Step 1: Drag and drop the GetFile processor to canvas.
Step 2: Double click the processor to configure, the configuration dialog will be opened as follows,
Step 3: Check the usage of each property and update those values.
Properties and usage:
Input Directory: The input directory from which to pull files.
File Filter: Only files whose names match the given regular expression will be picked up.
Keep Source File: Set the “Delete Original” property to “false” to keep the files in the input directory after file transmitting.
Ignore Hidden Files: Indicates whether hidden files should be ignored.
Minimum File Size: The minimum size that a file must be to be pulled.
Maximum File Size: The maximum size that a file can be to be pulled.
Configure GetFile processor File filter with Filename:
We can read the data from mention the file name of the specified input directory in the File Filter as shown in the below screenshot. It will read the data which contain the mentioned filename in all formats.
Configure GetFile processor File Filter without filename and extension:
Using expressions we can read the data from without mention the file name and extension of the specified input directory in the File Filter as shown in the below screenshot. It will read all file format files in the input directory.

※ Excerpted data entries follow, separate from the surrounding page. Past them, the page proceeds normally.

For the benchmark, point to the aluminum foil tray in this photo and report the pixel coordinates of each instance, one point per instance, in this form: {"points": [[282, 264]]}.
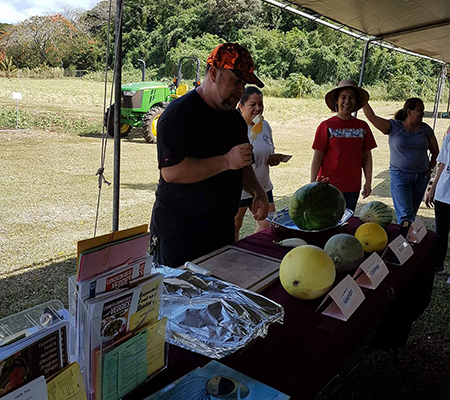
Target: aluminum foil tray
{"points": [[213, 317], [282, 220]]}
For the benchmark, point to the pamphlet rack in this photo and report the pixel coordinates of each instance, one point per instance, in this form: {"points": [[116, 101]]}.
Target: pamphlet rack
{"points": [[30, 321], [33, 348], [118, 337]]}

Configure GetFile processor File Filter as filename and extension:
We can read the data from mention the filename and extension of the specified input directory as shown in the below screenshot. It will read the mentioned file’s data in the input directory.
Sample Workflow:
To start with this simple dataflow example will just move Any file placed in an ‘input’ directory to an ‘output’ directory.

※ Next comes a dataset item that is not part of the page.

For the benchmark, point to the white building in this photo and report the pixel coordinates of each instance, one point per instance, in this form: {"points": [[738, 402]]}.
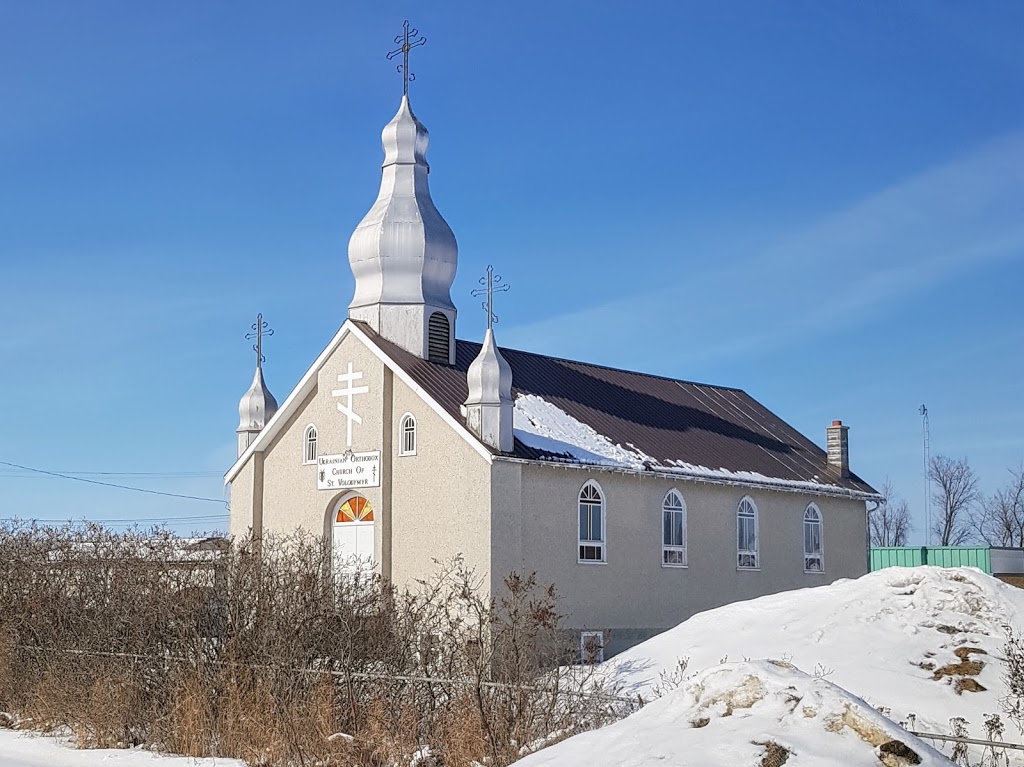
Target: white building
{"points": [[643, 499]]}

This sample workflow uses the GetFile processor to Reads the data from the specified path location, generated as flow file and Writes the data into a specified location implementation in Data Integration platform.
List of processors used in this sample:
Processor |
Comments |
GetFile | Reads content from the given file and generate as flowfile. |
PutFile | Writes the flow file into a specified location. |
Workflow screenshot
Step 1: Configure GetFile processor
Drag and drop the GetFile processor to the canvas area. Configure Input directory and other required properties in configuration dialog as shown in the following screenshots.
Step 2: Configure PutFile processor
Drag and drop the PutFile processor to the canvas area and PutFile processor is used Writes the contents of a FlowFile to the local file system and act as downstream connection. Configure required properties in configuration dialog as shown in the following screenshot. Also make connection between GetFile and PutFile with ‘Success’ relationship.
Step 3: Starting workflow
Once all processors are configured, start the workflow.Now,You can see the dataflow to the Putfile processor.
Note: The GetFile and PutFile processors should now be configured so that if you add a file to the ‘input’ directory, it will be moved to the ‘output’ directory.